In connection with the loan for the exhibition Lifeblood at the Munch Museum, the National Medical Museum has researched the history of a human skeleton in its collection. The investigations have uncovered new information about the French medical model maker Gustave Tramond, who in the 1890s produced both this skeleton and the wax models shown in the exhibition Models and Miniatures . The research has resulted in a peer-reviewed text that will be published in a chapter in of Lifeblood . An essay has also been written about the kymograph , or "wave recorder", which has been an important tool in medicine and the life sciences. This will be published in 2025 by the publisher Brill in the book Scientific Instruments and Collections.

The Object Conservator researches and develops conservation methods for medical historical wet preparations that respect the material authenticity and history of the objects. The focus is on finding the balance between considerations of use and considerations of preservation. The work enables relevant handling and dissemination of human remains at the National Medical Museum and will result in a peer-reviewed article.

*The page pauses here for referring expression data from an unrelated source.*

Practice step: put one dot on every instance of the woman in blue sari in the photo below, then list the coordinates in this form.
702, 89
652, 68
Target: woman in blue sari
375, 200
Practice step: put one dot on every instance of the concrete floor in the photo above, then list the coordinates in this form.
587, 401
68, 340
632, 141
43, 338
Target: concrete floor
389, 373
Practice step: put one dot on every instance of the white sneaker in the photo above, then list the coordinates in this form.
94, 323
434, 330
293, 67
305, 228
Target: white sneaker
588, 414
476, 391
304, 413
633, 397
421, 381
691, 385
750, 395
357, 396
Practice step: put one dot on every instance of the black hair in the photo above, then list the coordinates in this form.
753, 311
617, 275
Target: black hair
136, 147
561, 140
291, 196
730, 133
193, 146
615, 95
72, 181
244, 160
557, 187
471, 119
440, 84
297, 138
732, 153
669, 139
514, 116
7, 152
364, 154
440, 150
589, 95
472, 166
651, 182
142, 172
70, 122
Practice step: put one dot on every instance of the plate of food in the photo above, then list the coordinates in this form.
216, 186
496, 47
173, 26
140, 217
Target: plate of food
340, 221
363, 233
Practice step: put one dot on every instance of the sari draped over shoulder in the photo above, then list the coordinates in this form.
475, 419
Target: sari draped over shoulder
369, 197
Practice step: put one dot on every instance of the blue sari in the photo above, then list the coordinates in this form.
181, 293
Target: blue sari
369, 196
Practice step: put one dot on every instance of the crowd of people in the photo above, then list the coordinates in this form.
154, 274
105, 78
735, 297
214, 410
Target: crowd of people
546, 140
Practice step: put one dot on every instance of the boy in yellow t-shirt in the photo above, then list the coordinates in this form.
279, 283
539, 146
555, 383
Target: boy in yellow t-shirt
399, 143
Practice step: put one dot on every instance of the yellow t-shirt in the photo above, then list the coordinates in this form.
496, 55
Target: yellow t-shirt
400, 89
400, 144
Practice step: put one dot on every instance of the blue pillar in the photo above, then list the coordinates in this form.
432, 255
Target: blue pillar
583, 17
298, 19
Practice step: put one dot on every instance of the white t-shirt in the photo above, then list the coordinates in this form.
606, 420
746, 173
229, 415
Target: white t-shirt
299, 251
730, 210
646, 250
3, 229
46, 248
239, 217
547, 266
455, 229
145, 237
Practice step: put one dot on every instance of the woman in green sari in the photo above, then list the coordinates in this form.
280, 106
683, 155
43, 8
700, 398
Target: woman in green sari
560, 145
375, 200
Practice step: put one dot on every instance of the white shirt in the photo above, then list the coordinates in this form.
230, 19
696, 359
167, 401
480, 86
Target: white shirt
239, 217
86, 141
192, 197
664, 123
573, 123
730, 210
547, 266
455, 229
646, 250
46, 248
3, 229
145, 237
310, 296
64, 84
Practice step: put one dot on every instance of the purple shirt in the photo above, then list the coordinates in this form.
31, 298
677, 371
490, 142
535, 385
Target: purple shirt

The National Museum of Medicine is responsible for the National Museum Network for the History of Health and Medicine (NMHM). It consists of 16 museums, many of whose members are institutional museums subordinate to hospitals. In May, the network held a digital seminar, arranged by the coordinator and the responsible museum. At the seminar, the museum curator at the Museum of Medical History in Gothenburg spoke about his experiences with creating a new permanent exhibition. Collection management and Kultur-IT services, such as the collection management system Primus, were discussed and all participants were able to present current projects. New from 2024 was a grant scheme for three-year support for museum networks from the Directorate of Culture. NMHM applied, but unfortunately its application was rejected due to the requirement set by the Directorate of Culture for at least five full members, where the definition is consolidated museum units supported by the Ministry of Culture and Equality. Several of the network's members are smaller hospital collections subordinate to hospitals, and thus do not qualify for the Directorate of Culture's requirements. The rejection means that from 2025 the network will no longer be one of the Directorate of Culture's museum networks.

The National Medical Museum is a member of the steering committee of the International Association of Medical Museums (IAMM), a professional group formerly known as the European Association of Museums of the History of Medical Sciences (EAMHMS).